If a function parameter is passed by reference, the complete type is only needed if the function actually accesses the object received, but it could just happily pass on the argument to another function without knowing anything about the type.

I cannot see why this should be different with exceptions - the exception data itself might reside anywhere appropriate, and on the (unwinded up to the handler) stack we find a reference to. Fine. If the handler now can drag sufficient information just from the type of the exception, why should it need to be aware of the complete definition?

So what did I miss?

Answer 1

struct Alice;
struct Bob;

int main() {
    try {
        throwAlice(); // extern
    } catch (Bob&) {
        return 0;
    }
    return 1;
}

What does the following program returns? 0 or 1 or nasal demons? Well, it depends on Alice inheriting from Bob.

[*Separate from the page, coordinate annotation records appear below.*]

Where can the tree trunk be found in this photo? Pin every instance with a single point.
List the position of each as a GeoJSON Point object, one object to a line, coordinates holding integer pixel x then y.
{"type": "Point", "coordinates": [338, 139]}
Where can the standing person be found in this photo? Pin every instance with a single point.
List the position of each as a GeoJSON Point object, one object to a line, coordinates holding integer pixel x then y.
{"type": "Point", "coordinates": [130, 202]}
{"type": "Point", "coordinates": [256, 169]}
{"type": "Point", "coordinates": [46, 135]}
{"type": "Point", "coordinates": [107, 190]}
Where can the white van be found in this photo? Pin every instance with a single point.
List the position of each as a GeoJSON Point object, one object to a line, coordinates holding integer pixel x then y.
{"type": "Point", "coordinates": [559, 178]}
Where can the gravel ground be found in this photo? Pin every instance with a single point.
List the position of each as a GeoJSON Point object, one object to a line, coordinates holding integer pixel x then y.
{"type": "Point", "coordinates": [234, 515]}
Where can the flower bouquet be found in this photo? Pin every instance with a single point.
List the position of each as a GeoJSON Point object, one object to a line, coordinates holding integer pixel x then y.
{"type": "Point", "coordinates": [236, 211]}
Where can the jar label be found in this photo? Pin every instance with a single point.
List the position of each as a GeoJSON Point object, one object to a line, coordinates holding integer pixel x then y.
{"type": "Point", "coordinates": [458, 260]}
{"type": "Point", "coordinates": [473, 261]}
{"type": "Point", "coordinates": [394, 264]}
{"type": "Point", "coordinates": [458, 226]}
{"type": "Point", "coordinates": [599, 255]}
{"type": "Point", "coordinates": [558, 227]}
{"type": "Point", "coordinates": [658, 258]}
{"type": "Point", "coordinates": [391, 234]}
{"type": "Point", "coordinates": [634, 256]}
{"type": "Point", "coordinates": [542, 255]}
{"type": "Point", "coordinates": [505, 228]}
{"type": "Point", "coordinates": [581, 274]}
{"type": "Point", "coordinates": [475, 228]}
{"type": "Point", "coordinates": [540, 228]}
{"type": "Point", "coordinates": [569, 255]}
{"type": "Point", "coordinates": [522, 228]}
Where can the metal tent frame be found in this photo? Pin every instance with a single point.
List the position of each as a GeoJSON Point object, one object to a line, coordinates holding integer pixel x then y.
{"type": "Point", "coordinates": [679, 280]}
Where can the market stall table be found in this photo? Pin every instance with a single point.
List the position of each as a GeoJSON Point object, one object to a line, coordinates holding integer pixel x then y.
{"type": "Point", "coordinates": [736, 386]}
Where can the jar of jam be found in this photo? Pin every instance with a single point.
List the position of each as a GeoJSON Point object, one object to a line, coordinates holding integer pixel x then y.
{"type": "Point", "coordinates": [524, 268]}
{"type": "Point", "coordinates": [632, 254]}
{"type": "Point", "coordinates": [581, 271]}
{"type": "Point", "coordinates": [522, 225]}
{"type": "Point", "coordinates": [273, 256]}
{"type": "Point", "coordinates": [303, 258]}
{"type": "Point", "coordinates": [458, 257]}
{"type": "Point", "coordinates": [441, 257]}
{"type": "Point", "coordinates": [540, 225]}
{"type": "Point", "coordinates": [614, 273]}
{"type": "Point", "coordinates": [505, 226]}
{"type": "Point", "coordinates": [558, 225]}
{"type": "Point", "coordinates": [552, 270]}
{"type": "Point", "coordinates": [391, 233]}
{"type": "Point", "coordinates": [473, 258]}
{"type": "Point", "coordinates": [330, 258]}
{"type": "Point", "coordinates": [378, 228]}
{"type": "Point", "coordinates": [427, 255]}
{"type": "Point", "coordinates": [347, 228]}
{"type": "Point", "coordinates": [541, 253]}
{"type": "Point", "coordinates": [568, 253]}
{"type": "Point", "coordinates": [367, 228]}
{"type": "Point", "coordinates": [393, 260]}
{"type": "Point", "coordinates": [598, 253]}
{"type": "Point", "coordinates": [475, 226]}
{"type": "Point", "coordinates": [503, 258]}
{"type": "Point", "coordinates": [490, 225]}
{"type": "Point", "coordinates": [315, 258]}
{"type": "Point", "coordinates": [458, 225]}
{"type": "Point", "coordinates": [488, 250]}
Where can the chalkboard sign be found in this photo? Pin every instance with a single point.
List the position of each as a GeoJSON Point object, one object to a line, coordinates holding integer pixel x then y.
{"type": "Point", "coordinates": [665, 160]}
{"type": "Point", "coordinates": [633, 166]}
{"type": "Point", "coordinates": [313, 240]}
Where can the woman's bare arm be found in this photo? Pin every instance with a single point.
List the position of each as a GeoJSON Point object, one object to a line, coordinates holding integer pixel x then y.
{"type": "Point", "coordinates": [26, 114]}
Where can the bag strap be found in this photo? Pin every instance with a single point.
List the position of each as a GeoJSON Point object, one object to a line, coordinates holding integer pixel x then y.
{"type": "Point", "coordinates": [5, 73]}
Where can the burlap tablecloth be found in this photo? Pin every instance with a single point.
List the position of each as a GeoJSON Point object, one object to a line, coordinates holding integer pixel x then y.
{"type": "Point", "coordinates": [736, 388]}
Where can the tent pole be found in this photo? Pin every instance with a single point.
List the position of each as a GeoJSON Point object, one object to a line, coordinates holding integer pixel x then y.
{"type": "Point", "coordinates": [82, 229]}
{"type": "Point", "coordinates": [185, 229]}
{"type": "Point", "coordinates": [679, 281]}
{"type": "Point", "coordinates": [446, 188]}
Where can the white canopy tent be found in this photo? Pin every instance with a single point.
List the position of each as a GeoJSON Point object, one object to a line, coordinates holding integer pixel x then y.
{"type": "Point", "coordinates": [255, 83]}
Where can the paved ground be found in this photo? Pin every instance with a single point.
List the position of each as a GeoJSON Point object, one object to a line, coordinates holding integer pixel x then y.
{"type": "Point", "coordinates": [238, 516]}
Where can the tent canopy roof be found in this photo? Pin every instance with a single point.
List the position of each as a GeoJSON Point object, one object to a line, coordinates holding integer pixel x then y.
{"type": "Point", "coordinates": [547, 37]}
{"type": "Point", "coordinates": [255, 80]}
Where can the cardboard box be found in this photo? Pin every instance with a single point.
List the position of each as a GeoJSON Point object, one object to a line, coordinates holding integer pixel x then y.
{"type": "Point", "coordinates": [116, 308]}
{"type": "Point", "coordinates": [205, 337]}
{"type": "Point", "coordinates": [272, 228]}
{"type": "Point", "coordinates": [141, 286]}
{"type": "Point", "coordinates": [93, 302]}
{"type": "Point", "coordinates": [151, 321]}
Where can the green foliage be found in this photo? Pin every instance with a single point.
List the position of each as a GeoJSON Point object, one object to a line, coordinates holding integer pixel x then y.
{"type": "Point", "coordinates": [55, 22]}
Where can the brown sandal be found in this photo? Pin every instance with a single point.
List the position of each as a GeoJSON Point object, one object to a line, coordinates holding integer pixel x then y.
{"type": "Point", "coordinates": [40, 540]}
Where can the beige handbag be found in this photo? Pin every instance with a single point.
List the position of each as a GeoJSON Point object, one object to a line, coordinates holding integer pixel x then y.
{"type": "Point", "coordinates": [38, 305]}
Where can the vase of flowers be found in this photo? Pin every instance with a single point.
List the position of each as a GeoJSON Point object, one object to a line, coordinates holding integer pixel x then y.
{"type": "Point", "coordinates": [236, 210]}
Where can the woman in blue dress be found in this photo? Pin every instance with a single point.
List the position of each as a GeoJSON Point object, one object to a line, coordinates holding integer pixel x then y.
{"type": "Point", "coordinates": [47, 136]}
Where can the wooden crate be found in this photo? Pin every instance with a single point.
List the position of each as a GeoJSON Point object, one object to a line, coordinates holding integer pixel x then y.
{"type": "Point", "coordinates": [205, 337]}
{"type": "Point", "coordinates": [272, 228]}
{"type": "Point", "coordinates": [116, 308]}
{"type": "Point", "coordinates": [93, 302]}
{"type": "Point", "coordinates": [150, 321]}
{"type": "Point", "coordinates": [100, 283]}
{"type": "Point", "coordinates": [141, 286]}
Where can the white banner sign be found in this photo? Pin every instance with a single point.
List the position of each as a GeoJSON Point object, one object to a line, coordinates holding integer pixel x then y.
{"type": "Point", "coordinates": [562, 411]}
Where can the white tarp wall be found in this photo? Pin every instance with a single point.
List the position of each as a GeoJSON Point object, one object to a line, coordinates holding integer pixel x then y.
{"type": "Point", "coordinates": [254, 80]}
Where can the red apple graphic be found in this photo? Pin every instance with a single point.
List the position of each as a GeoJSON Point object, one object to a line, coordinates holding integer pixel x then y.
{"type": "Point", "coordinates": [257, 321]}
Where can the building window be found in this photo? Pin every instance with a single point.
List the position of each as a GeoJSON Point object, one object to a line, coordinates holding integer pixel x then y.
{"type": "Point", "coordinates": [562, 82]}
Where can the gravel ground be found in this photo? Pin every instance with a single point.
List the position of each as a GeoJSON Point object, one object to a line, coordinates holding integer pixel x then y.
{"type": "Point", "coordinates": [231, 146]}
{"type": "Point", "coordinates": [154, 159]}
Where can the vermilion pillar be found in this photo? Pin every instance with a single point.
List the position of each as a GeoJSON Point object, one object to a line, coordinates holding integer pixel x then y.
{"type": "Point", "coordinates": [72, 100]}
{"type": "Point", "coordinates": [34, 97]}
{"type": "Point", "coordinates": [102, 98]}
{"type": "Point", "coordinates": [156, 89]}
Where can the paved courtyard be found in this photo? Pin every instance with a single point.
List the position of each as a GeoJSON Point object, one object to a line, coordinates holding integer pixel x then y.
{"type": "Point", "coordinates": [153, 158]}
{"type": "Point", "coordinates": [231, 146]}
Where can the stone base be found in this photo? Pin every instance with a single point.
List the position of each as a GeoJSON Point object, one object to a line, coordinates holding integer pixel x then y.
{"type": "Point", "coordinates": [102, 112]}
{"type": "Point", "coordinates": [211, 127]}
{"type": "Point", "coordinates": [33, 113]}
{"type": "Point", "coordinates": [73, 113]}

To handle the exception catching mechanism, the compiler must have that information at compile-time. Bob should be a complete type.

The reason why is explain in:

[except.handle]/15

The variable declared by the exception-declaration, of type cv T or cv T& [YSC: here, cv T& = Bob&], is initialized from the exception object, of type E [YSC: here, E = Alice], as follows:

• if T is a base class of E, the variable is copy-initialized from the corresponding base class subobject of the exception object;
• otherwise, the variable is copy-initialized from the exception object.

which confirms the compiler need to know if Bob inherits from Alice at compile-time: Bob must be a complete type.

Answer 2

Based on VTT's comment to the question (unfortuntely deleted in the meanwhile, "exception handling relying on RTTI") and essential thoughts derived from YSC's answer:

Exceptions are thrown at run-time, the exception object is placed at some (in this scope unknwon, but) well defined location.

If now getting to catch the exception, we need to determine at run-time as well, if any of the exception handlers is a match for the exception currently thrown, i. e. some code like this:

try { throw e; }
catch(E1&) { /*...*/ }
catch(E2&) { /*...*/ }
catch(E3&) { /*...*/ }

Must result "somehwere" in code like this:

if(e instanceof(E1)) { /*...*/ }
else if(e instanceof(E2)) { /*...*/ }
else if(e instanceof(E3)) { /*...*/ }

with some appropriate instanceof definition (the term stolen from Java...). Such a definition now needs to compare if the RTTI of E<x> matches the RTTI of e or the one of any of e's base classes; naturally, for such comparison E<x>'s RTTI must be available at compile-time and thus the complete definition of E<x>.

Side note: If now RTTI contains base classes' RTTI in some kind of generic list, it is not even necessary any more to know at compile-time the exact type of the exception thrown.